Marina Baretti, MD, assistant professor, oncology, Johns Hopkins University, Johns Hopkins Hospital, discusses the evolving utility of FGFR inhibitors in the treatment of patients with unresectable, advanced, or metastatic intrahepatic cholangiocarcinoma harboring FGFR2 gene fusions or other rearrangements.
The oncology field has made notable progress in transitioning molecularly targeted therapies from experimental stages to clinical application, Baretti begins. Infigratinib (Truseltiq) was among the initial medications to receive an FDA approval for patients with FGFR2+ cholangiocarcinoma in 2021 based on findings from a phase 2 study (NCT02150967). However, the commercialization of infigratinib was discontinued by the manufacturing company in 2022,rendering the agent currently unavailable, Baretti emphasizes. However, 2 other agents are available for patients with cholangiocarcinoma: pemigatinib (Pemazyre) and futibatinib (Lytgobi).
Pemigatinib became the first FDA-approved FGFR2 inhibitor for patients with advanced, metastatic, or surgically unresectable cholangiocarcinomas carrying FGFR2 fusions based on findings from the phase 2 FIGHT-202 study (NCT02924376), she expands. The study enrolled pretreated patients whose disease had progressed following 1 or more prior lines of therapy and produced highly encouraging results with pemigatinib. These positive outcomes includedimproved median progression-free survival (PFS) and overall survival (OS) with pemigatinib compared with historical data from chemotherapy-based therapies in the second-line setting and beyond, Baretti explains.
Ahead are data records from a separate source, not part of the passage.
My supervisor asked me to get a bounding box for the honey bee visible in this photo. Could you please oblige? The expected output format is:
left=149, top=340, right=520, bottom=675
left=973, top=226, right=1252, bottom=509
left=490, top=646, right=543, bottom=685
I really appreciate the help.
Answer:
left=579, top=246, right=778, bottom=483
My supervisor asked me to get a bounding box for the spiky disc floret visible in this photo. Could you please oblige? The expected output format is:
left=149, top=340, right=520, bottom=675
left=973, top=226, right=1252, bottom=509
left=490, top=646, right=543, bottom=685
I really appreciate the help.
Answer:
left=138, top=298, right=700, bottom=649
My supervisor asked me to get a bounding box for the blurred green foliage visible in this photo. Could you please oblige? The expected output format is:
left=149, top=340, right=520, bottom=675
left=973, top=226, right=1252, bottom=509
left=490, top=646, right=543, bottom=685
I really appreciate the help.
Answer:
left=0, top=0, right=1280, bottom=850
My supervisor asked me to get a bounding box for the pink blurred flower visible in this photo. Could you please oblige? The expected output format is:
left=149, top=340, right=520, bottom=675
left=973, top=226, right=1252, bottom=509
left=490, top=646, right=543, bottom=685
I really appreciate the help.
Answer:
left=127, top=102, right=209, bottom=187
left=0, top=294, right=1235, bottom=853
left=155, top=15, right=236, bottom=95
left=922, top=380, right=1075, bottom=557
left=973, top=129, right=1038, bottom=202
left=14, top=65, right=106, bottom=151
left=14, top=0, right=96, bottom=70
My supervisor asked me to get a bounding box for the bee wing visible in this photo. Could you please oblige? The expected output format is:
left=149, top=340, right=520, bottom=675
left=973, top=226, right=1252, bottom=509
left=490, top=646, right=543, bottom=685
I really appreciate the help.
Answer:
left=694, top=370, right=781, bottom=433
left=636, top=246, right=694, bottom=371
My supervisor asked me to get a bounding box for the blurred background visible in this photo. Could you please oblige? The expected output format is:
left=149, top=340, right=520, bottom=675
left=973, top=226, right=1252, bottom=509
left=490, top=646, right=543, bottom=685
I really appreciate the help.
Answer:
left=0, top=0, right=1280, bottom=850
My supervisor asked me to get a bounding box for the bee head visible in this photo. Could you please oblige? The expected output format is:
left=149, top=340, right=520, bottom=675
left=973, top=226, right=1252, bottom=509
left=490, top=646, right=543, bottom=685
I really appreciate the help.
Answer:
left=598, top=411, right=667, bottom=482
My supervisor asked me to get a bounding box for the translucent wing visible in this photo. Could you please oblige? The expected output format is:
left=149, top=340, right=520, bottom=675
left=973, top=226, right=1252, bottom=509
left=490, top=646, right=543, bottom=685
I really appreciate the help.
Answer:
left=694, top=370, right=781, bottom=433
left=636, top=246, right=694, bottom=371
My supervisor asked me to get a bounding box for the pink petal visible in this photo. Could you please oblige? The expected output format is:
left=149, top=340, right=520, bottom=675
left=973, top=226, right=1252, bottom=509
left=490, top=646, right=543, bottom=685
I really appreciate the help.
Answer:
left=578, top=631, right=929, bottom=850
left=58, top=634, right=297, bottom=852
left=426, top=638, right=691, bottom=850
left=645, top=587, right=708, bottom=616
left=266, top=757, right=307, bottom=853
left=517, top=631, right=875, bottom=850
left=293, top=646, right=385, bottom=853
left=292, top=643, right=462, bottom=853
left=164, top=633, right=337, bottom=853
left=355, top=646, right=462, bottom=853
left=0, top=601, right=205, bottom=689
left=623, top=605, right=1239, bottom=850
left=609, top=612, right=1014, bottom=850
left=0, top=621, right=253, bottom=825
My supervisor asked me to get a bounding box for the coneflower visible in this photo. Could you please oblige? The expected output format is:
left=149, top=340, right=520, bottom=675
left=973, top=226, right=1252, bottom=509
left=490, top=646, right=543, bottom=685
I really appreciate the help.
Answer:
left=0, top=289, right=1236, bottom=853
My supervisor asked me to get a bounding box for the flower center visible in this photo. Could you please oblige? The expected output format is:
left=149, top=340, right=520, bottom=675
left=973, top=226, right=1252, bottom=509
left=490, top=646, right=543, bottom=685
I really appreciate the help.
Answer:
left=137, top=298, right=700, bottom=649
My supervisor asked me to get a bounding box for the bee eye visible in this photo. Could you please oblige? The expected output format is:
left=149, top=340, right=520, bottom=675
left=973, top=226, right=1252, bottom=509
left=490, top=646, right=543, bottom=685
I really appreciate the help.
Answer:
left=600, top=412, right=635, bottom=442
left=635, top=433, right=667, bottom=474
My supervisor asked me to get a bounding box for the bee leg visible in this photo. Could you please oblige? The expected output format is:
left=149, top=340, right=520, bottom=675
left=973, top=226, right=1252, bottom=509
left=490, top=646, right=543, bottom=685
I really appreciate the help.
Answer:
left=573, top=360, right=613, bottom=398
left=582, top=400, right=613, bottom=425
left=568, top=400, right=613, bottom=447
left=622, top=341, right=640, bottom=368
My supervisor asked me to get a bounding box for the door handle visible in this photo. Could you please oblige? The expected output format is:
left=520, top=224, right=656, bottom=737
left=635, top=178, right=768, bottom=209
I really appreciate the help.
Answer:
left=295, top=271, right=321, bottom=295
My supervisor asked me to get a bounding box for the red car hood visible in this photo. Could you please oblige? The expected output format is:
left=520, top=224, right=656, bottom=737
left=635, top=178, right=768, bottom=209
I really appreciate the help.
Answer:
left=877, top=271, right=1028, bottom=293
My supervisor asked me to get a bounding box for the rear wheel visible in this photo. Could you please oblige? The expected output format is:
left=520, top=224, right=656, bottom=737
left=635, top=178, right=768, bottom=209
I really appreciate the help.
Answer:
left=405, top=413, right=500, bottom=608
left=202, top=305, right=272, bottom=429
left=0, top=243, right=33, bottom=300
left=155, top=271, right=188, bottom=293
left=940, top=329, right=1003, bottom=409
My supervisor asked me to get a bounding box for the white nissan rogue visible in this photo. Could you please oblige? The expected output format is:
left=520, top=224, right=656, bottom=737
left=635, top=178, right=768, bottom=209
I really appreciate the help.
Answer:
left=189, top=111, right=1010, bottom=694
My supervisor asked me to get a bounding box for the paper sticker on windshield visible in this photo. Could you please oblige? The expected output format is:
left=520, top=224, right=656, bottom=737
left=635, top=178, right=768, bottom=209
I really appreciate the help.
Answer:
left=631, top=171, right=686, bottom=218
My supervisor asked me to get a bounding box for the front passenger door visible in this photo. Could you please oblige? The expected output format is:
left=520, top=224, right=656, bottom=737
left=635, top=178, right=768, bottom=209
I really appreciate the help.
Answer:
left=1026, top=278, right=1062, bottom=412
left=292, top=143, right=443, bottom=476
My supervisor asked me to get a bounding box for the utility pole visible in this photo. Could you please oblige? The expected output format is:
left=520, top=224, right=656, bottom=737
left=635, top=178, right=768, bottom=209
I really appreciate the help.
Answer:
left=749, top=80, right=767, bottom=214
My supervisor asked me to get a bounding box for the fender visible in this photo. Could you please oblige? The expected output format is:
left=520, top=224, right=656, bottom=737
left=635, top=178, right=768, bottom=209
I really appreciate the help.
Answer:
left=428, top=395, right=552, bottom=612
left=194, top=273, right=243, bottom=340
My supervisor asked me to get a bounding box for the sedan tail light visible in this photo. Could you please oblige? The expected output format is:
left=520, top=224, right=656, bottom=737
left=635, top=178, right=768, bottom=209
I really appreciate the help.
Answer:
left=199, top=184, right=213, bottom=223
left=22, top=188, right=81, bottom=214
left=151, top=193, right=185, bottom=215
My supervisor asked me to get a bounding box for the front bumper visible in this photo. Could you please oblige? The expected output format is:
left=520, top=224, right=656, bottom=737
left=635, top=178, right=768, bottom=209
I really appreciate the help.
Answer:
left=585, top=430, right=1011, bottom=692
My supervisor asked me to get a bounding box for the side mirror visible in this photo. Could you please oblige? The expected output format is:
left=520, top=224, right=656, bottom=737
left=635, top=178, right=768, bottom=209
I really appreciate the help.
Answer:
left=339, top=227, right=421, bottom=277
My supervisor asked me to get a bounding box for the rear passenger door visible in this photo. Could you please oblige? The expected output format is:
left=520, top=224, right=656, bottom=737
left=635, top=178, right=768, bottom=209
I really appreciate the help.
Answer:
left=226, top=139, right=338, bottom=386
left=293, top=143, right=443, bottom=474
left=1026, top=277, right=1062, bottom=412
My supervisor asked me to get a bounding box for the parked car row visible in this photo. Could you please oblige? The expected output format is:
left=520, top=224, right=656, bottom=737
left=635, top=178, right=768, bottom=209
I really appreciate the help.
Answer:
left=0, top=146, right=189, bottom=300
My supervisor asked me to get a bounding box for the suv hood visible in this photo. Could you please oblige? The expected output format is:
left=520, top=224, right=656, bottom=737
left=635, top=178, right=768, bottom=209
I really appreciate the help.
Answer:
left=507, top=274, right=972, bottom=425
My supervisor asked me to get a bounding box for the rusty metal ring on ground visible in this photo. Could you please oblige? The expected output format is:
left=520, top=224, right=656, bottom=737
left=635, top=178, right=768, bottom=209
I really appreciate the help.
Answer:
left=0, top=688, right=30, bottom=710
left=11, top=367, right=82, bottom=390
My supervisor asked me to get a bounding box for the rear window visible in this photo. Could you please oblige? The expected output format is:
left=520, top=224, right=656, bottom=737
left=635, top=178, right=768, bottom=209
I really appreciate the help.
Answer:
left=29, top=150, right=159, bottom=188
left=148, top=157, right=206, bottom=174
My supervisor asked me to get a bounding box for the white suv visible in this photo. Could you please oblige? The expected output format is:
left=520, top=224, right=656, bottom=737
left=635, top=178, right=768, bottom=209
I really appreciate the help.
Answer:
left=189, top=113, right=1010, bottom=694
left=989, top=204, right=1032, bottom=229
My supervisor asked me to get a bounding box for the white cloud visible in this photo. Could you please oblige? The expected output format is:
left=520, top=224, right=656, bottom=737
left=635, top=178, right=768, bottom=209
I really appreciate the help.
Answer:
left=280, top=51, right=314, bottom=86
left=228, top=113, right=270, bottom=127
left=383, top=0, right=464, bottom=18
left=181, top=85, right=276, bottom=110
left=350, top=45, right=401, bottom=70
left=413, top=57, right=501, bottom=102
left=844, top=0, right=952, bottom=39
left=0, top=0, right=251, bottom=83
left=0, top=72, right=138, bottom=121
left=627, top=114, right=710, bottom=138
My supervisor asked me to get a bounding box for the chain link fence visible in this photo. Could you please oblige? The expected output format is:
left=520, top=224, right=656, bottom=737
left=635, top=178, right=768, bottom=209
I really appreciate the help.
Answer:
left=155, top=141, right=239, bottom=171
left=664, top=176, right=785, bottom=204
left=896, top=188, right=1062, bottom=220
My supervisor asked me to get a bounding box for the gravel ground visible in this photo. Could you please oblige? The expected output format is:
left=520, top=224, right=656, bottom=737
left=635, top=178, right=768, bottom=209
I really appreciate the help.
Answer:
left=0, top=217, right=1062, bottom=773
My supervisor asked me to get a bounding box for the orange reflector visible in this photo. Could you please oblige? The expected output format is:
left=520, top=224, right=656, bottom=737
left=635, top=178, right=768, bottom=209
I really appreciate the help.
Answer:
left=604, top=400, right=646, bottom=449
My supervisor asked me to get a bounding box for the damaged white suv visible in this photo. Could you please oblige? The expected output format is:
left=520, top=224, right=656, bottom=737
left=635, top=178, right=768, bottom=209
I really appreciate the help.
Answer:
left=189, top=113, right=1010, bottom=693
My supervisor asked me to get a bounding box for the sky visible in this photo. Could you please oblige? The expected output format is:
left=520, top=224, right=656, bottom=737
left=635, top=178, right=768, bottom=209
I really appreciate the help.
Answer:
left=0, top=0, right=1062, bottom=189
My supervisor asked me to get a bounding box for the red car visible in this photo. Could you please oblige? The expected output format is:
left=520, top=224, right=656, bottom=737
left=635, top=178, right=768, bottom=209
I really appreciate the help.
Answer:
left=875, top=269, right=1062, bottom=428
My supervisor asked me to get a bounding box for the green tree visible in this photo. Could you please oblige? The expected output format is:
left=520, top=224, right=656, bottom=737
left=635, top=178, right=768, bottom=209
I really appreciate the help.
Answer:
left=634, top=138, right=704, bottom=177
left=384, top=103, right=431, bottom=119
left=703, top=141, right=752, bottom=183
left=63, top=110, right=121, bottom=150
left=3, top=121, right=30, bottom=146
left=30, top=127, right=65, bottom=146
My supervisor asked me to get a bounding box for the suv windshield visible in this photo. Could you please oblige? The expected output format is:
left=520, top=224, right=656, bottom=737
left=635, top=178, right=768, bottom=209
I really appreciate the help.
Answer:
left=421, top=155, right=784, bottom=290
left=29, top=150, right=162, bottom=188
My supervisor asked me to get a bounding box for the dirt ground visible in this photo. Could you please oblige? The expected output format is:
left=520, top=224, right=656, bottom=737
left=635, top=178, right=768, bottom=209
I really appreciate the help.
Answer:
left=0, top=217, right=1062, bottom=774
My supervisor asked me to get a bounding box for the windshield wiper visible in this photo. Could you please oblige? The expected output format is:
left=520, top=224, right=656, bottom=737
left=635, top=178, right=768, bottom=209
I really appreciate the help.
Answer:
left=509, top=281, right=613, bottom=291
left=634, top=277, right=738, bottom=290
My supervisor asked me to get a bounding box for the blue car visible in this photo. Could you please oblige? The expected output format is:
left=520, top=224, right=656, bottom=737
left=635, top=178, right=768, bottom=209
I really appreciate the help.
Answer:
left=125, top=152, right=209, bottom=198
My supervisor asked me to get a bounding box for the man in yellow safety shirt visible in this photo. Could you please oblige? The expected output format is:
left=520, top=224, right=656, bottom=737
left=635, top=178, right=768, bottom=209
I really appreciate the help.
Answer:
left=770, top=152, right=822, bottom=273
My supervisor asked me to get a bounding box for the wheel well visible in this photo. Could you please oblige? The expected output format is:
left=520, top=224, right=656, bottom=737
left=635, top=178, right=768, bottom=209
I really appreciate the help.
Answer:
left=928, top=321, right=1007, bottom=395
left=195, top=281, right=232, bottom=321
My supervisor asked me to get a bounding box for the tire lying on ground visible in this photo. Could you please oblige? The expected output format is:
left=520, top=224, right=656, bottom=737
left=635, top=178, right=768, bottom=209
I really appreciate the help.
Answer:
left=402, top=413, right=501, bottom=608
Furthermore, in 2022, futibatinib received FDA approval for patients with FGFR2+ cholangiocarcinoma. Futibatinib acts as an irreversible inhibitor by binding to the FGFR ATP binding pocket, Baretti states. Notably, futibatinib was evaluated in a phase 1/2 study (NCT02052778) in a global population of patients with advanced solid tumors harboring FGFR2fusions or rearrangements. This trial exhibited positive results in the cholangiocarcinoma cohort, and the PFS and OS data with futibatinib in this cohort outperformed historical data with chemotherapy in patients with cholangiocarcinoma, she adds.
The spectrum of FGFR-targeted therapies continues to expand rapidly, with some novel agents under current investigation, Baretti continues. Yet, questions remain about the optimal sequential use of these targeted agents in clinical practice, she concludes.